Really, I don’t want to hate on board games. I enjoy them lightly. They’re fun puzzles. But don’t we have enough puzzles? Must everything be a puzzle? A competition? A series of empty, meaningless tasks ending in an arbitrary goal set by someone else?
What we’ve lost in our society has been recognized for a while, but it’s getting acute. Community. Cooperation. Meaningful work. Connection to land, to history, to real, solid things that don’t exist for us, or because of us. We, in the modern West, are all sick, and some just show it off better, with “epidemics” of loneliness, ADHD, numerous other diagnoses, numerous drug abuses, and random acts of violence. This ain’t a happy, well-adjusted society.
And yet we aim, in our desire to fix ourselves, to do more of the same. More efficiency (that’ll help the environemnt and profits). More technology, which will soon do the last interesting parts of your job, and even get you there too, so you interact with the physical world even less. More drugs, more medications. More, different, better chemicals.
It’s said, regarding science fiction, that it’s easier to imagine the end of the world than to imagine the end of capitalism. This essay isn’t about capitalism: capitalism is a logical result of seeing the world as abstract, meaningless quantities to manipulate at will. This all started, it seems with the enlightenment, with protestentism, with writing. Well! We’ll have to go back even farther to get some grains of truth that aren’t more of the same. We’ll need imagination to even see it; and to recognize what’s different.
In Ursula LeGuin’s fantasy Earthsea novels, the protagonist’s people are unique in that they are not reborn, the way outsiders are. We come to learn that this is not a gift of the gods but the result of magical tinkering long ago: wizards (like the protagonist) entered the space between life and death, and built a wall to stop their rebirth. That magic altered their whole being and way of life, with very long-term consequences no thought to foresee. The parallels with modern, western science are intentional, but I think the magical parallel is even better. Any way of thinking is a kind of spell we cast on ourselves, and it revokes alternatives from us; it shapes all our actions, and thus the created world we inhabit.
Going back to the non-human world is one way we can hope to see something that isn’t (totally) part of our culture’s peculiar delusions. So too is looking at other cultures, religions and world-views. Along with just plain old resisting what we don’t like today, as hard as it might be. I’m not going to invoke any AI to do the creative work that humans once enjoyed doing, no matter if it’s 10-cents an image; or free. It’s never really free, if it destroys who you are.
Criticism and essays generally are, in their way, a part of modernism. They excel at identifying problems, but usually fall quite short at offering anything else up. That may be inevitable: creating a different pattern of life needs action, as much as reflection; and it’s going to depend on immersing ourselves in real things outside our own heads (see Matthew Crawford). Even looking at other people’s heads would be a step; as long as their not all striving in the same way, to the same goals, toward their precious victory points.

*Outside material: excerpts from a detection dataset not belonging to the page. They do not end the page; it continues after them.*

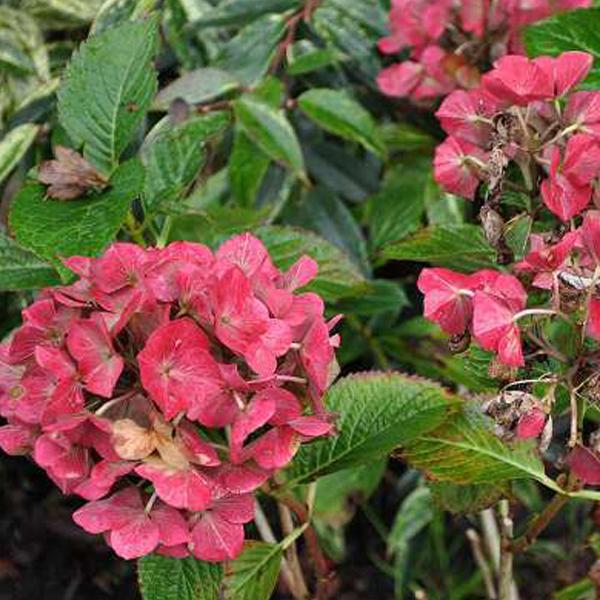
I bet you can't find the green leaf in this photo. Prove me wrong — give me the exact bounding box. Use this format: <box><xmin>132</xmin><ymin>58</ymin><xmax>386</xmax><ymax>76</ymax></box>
<box><xmin>153</xmin><ymin>67</ymin><xmax>240</xmax><ymax>110</ymax></box>
<box><xmin>211</xmin><ymin>11</ymin><xmax>285</xmax><ymax>87</ymax></box>
<box><xmin>138</xmin><ymin>555</ymin><xmax>223</xmax><ymax>600</ymax></box>
<box><xmin>313</xmin><ymin>460</ymin><xmax>387</xmax><ymax>527</ymax></box>
<box><xmin>0</xmin><ymin>123</ymin><xmax>40</xmax><ymax>183</ymax></box>
<box><xmin>387</xmin><ymin>485</ymin><xmax>433</xmax><ymax>555</ymax></box>
<box><xmin>9</xmin><ymin>160</ymin><xmax>144</xmax><ymax>274</ymax></box>
<box><xmin>192</xmin><ymin>0</ymin><xmax>302</xmax><ymax>27</ymax></box>
<box><xmin>367</xmin><ymin>159</ymin><xmax>435</xmax><ymax>250</ymax></box>
<box><xmin>298</xmin><ymin>88</ymin><xmax>385</xmax><ymax>155</ymax></box>
<box><xmin>0</xmin><ymin>231</ymin><xmax>60</xmax><ymax>292</ymax></box>
<box><xmin>253</xmin><ymin>226</ymin><xmax>366</xmax><ymax>302</ymax></box>
<box><xmin>58</xmin><ymin>20</ymin><xmax>157</xmax><ymax>173</ymax></box>
<box><xmin>141</xmin><ymin>112</ymin><xmax>229</xmax><ymax>213</ymax></box>
<box><xmin>278</xmin><ymin>373</ymin><xmax>459</xmax><ymax>489</ymax></box>
<box><xmin>283</xmin><ymin>186</ymin><xmax>371</xmax><ymax>275</ymax></box>
<box><xmin>224</xmin><ymin>542</ymin><xmax>283</xmax><ymax>600</ymax></box>
<box><xmin>235</xmin><ymin>96</ymin><xmax>306</xmax><ymax>179</ymax></box>
<box><xmin>403</xmin><ymin>405</ymin><xmax>558</xmax><ymax>490</ymax></box>
<box><xmin>428</xmin><ymin>481</ymin><xmax>509</xmax><ymax>514</ymax></box>
<box><xmin>524</xmin><ymin>8</ymin><xmax>600</xmax><ymax>89</ymax></box>
<box><xmin>380</xmin><ymin>225</ymin><xmax>496</xmax><ymax>272</ymax></box>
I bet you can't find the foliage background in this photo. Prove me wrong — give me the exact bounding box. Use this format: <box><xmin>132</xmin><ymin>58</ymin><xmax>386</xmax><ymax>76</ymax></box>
<box><xmin>0</xmin><ymin>0</ymin><xmax>600</xmax><ymax>600</ymax></box>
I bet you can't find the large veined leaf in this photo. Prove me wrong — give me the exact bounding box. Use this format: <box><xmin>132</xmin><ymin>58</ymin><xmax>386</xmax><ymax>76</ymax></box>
<box><xmin>223</xmin><ymin>542</ymin><xmax>283</xmax><ymax>600</ymax></box>
<box><xmin>403</xmin><ymin>406</ymin><xmax>557</xmax><ymax>489</ymax></box>
<box><xmin>0</xmin><ymin>231</ymin><xmax>60</xmax><ymax>291</ymax></box>
<box><xmin>154</xmin><ymin>67</ymin><xmax>240</xmax><ymax>110</ymax></box>
<box><xmin>298</xmin><ymin>88</ymin><xmax>385</xmax><ymax>154</ymax></box>
<box><xmin>254</xmin><ymin>226</ymin><xmax>366</xmax><ymax>301</ymax></box>
<box><xmin>380</xmin><ymin>225</ymin><xmax>496</xmax><ymax>271</ymax></box>
<box><xmin>0</xmin><ymin>123</ymin><xmax>40</xmax><ymax>183</ymax></box>
<box><xmin>58</xmin><ymin>20</ymin><xmax>157</xmax><ymax>173</ymax></box>
<box><xmin>209</xmin><ymin>14</ymin><xmax>286</xmax><ymax>86</ymax></box>
<box><xmin>235</xmin><ymin>96</ymin><xmax>306</xmax><ymax>179</ymax></box>
<box><xmin>278</xmin><ymin>373</ymin><xmax>460</xmax><ymax>488</ymax></box>
<box><xmin>193</xmin><ymin>0</ymin><xmax>302</xmax><ymax>27</ymax></box>
<box><xmin>9</xmin><ymin>160</ymin><xmax>144</xmax><ymax>273</ymax></box>
<box><xmin>141</xmin><ymin>112</ymin><xmax>229</xmax><ymax>212</ymax></box>
<box><xmin>524</xmin><ymin>8</ymin><xmax>600</xmax><ymax>89</ymax></box>
<box><xmin>138</xmin><ymin>555</ymin><xmax>223</xmax><ymax>600</ymax></box>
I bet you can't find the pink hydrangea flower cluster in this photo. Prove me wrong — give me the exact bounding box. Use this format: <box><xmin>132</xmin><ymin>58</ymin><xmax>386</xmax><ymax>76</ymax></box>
<box><xmin>434</xmin><ymin>52</ymin><xmax>600</xmax><ymax>221</ymax></box>
<box><xmin>0</xmin><ymin>234</ymin><xmax>339</xmax><ymax>561</ymax></box>
<box><xmin>378</xmin><ymin>0</ymin><xmax>592</xmax><ymax>100</ymax></box>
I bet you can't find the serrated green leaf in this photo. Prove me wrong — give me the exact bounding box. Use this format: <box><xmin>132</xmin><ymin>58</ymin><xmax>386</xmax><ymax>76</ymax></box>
<box><xmin>282</xmin><ymin>186</ymin><xmax>371</xmax><ymax>275</ymax></box>
<box><xmin>0</xmin><ymin>231</ymin><xmax>60</xmax><ymax>292</ymax></box>
<box><xmin>235</xmin><ymin>96</ymin><xmax>306</xmax><ymax>179</ymax></box>
<box><xmin>138</xmin><ymin>555</ymin><xmax>223</xmax><ymax>600</ymax></box>
<box><xmin>524</xmin><ymin>8</ymin><xmax>600</xmax><ymax>89</ymax></box>
<box><xmin>212</xmin><ymin>14</ymin><xmax>285</xmax><ymax>86</ymax></box>
<box><xmin>224</xmin><ymin>542</ymin><xmax>283</xmax><ymax>600</ymax></box>
<box><xmin>9</xmin><ymin>160</ymin><xmax>144</xmax><ymax>274</ymax></box>
<box><xmin>403</xmin><ymin>405</ymin><xmax>559</xmax><ymax>491</ymax></box>
<box><xmin>278</xmin><ymin>373</ymin><xmax>459</xmax><ymax>489</ymax></box>
<box><xmin>253</xmin><ymin>226</ymin><xmax>366</xmax><ymax>302</ymax></box>
<box><xmin>387</xmin><ymin>486</ymin><xmax>433</xmax><ymax>555</ymax></box>
<box><xmin>0</xmin><ymin>123</ymin><xmax>40</xmax><ymax>183</ymax></box>
<box><xmin>192</xmin><ymin>0</ymin><xmax>302</xmax><ymax>27</ymax></box>
<box><xmin>428</xmin><ymin>481</ymin><xmax>509</xmax><ymax>514</ymax></box>
<box><xmin>380</xmin><ymin>225</ymin><xmax>496</xmax><ymax>271</ymax></box>
<box><xmin>141</xmin><ymin>112</ymin><xmax>229</xmax><ymax>213</ymax></box>
<box><xmin>367</xmin><ymin>159</ymin><xmax>433</xmax><ymax>250</ymax></box>
<box><xmin>153</xmin><ymin>67</ymin><xmax>240</xmax><ymax>110</ymax></box>
<box><xmin>298</xmin><ymin>88</ymin><xmax>385</xmax><ymax>155</ymax></box>
<box><xmin>58</xmin><ymin>20</ymin><xmax>157</xmax><ymax>173</ymax></box>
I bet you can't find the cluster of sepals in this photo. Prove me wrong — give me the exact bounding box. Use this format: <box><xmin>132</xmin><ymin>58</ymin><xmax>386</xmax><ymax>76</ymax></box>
<box><xmin>419</xmin><ymin>52</ymin><xmax>600</xmax><ymax>483</ymax></box>
<box><xmin>378</xmin><ymin>0</ymin><xmax>592</xmax><ymax>101</ymax></box>
<box><xmin>0</xmin><ymin>234</ymin><xmax>339</xmax><ymax>561</ymax></box>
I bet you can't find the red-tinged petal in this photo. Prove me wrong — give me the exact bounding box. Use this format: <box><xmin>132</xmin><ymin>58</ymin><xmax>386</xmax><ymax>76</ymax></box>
<box><xmin>135</xmin><ymin>464</ymin><xmax>212</xmax><ymax>511</ymax></box>
<box><xmin>73</xmin><ymin>487</ymin><xmax>144</xmax><ymax>533</ymax></box>
<box><xmin>517</xmin><ymin>408</ymin><xmax>547</xmax><ymax>439</ymax></box>
<box><xmin>211</xmin><ymin>494</ymin><xmax>254</xmax><ymax>524</ymax></box>
<box><xmin>246</xmin><ymin>426</ymin><xmax>300</xmax><ymax>469</ymax></box>
<box><xmin>108</xmin><ymin>512</ymin><xmax>160</xmax><ymax>560</ymax></box>
<box><xmin>0</xmin><ymin>424</ymin><xmax>37</xmax><ymax>456</ymax></box>
<box><xmin>586</xmin><ymin>298</ymin><xmax>600</xmax><ymax>340</ymax></box>
<box><xmin>377</xmin><ymin>61</ymin><xmax>424</xmax><ymax>98</ymax></box>
<box><xmin>190</xmin><ymin>512</ymin><xmax>244</xmax><ymax>562</ymax></box>
<box><xmin>150</xmin><ymin>502</ymin><xmax>190</xmax><ymax>546</ymax></box>
<box><xmin>417</xmin><ymin>268</ymin><xmax>473</xmax><ymax>335</ymax></box>
<box><xmin>67</xmin><ymin>319</ymin><xmax>124</xmax><ymax>398</ymax></box>
<box><xmin>569</xmin><ymin>446</ymin><xmax>600</xmax><ymax>485</ymax></box>
<box><xmin>231</xmin><ymin>394</ymin><xmax>276</xmax><ymax>461</ymax></box>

Exquisite Corpse writing might be a better inspirational game to play, if we want to have a break from left-brained optimization. (That’s where multiple people write in sequence and stitch the result together to get a madcap story.) That’s more akin to play than to a game: there’s no way to win, except to enjoy the creativity of your friends, and to laugh at the result; where combining ideas has no specific goal, but something very good may nonetheless come about. Where there’s serendipity, and a reaction to other people; language and images as well as math. Maybe we can play it in the forest, and get squirrels and the trees to play too — see where the acorn falls. But we care not because that acorn might make the winning move, but because we’ll laugh when it happens.